Form of Supplement letter agreement dated 2/2/06 among the Registrant, Morgan Joseph & Co., Wedbusch Morgan Securities and each of David M. Connell, Lawrence Glascott, Manuel Marrero and JamesB.Roszak

EX-10.8 5 a14638a2exv10w8.htm FORM OF SUPPLEMENT LETTER AGREEMENT DATED 2/2/06 AMONG THE REGISTRANT, MORGAN JOSEPH & CO., WEDBUSCH MORGAN SECURITIES AND EACH OF DAVID M. CONNELL, LAWRENCE GLASCOTT, MANUEL MARRERO AND JAMESB.ROSZA exv10w8
 

EXHIBIT 10.8
February 2, 2006
General Finance Corporation
206 S. Los Robles, Suite 217
Pasadena, CA 91101
Morgan Joseph & Co.
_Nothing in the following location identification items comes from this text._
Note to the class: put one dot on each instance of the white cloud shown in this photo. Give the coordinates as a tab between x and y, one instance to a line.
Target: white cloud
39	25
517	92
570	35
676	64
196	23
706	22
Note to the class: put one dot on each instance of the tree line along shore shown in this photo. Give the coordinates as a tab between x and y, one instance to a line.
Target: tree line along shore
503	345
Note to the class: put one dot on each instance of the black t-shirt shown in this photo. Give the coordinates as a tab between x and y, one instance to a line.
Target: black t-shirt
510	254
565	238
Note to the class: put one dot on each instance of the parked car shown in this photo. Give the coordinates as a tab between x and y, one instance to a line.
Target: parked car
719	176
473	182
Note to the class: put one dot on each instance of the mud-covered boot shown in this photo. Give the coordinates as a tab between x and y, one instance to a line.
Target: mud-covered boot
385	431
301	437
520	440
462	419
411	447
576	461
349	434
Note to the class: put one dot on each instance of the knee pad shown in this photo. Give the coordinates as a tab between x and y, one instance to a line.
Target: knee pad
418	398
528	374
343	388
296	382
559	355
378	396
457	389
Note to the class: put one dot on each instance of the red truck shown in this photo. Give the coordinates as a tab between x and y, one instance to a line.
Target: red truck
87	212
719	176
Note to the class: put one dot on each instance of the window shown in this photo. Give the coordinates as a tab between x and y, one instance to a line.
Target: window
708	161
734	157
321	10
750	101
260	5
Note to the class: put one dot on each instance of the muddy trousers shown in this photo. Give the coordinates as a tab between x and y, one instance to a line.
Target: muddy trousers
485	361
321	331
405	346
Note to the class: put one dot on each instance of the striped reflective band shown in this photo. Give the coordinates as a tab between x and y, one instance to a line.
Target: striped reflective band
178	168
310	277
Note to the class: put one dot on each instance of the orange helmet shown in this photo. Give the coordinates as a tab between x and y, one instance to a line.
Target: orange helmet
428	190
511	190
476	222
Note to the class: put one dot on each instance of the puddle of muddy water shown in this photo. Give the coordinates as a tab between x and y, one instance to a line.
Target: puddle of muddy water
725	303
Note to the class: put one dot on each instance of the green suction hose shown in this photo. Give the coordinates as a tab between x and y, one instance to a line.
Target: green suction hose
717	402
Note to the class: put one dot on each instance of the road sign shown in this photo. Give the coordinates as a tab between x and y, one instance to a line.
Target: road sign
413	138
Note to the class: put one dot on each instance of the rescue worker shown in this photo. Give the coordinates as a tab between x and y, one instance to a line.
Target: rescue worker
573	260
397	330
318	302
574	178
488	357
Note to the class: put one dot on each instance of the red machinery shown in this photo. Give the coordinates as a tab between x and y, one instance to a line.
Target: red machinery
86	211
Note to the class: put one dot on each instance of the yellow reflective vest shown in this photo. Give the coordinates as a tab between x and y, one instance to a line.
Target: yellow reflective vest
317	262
Inc.
600 Fifth Avenue, 19th Floor
New York, New York 10020
Wedbush Morgan Securities
275 Madison Avenue, Suite 1203
New York, New York 10016
     Re:      Initial Public Offering
Gentlemen:
     Reference is made to that certain letter dated as of November 15, 2005 (the “Original Letter Agreement”) whereby the undersigned officer and/or director of General Finance Corporation (the “Company”) made certain representations to and agreements with Morgan Joseph & Co. Inc. (“Morgan Joseph”) and Wedbush Morgan Securities (“Wedbush Morgan”) in connection with the initial public offering of the securities of the Company (“IPO”). By this letter agreement (the “Supplemental Agreement”), the undersigned hereby agrees to the following:
  1.   The undersigned shall not exercise his/her conversion rights set forth in the Company’s Certificate of Incorporation, as amended, with respect to any securities issued in the IPO, whether the undersigned purchases such securities in the IPO or thereafter.
  2.   Capitalized terms used in this letter shall have the meanings ascribed to them in the Original Letter Agreement.
  3.   Except as specifically set forth in this Supplemental Agreement, the Original Letter Agreement remains in full force and effect.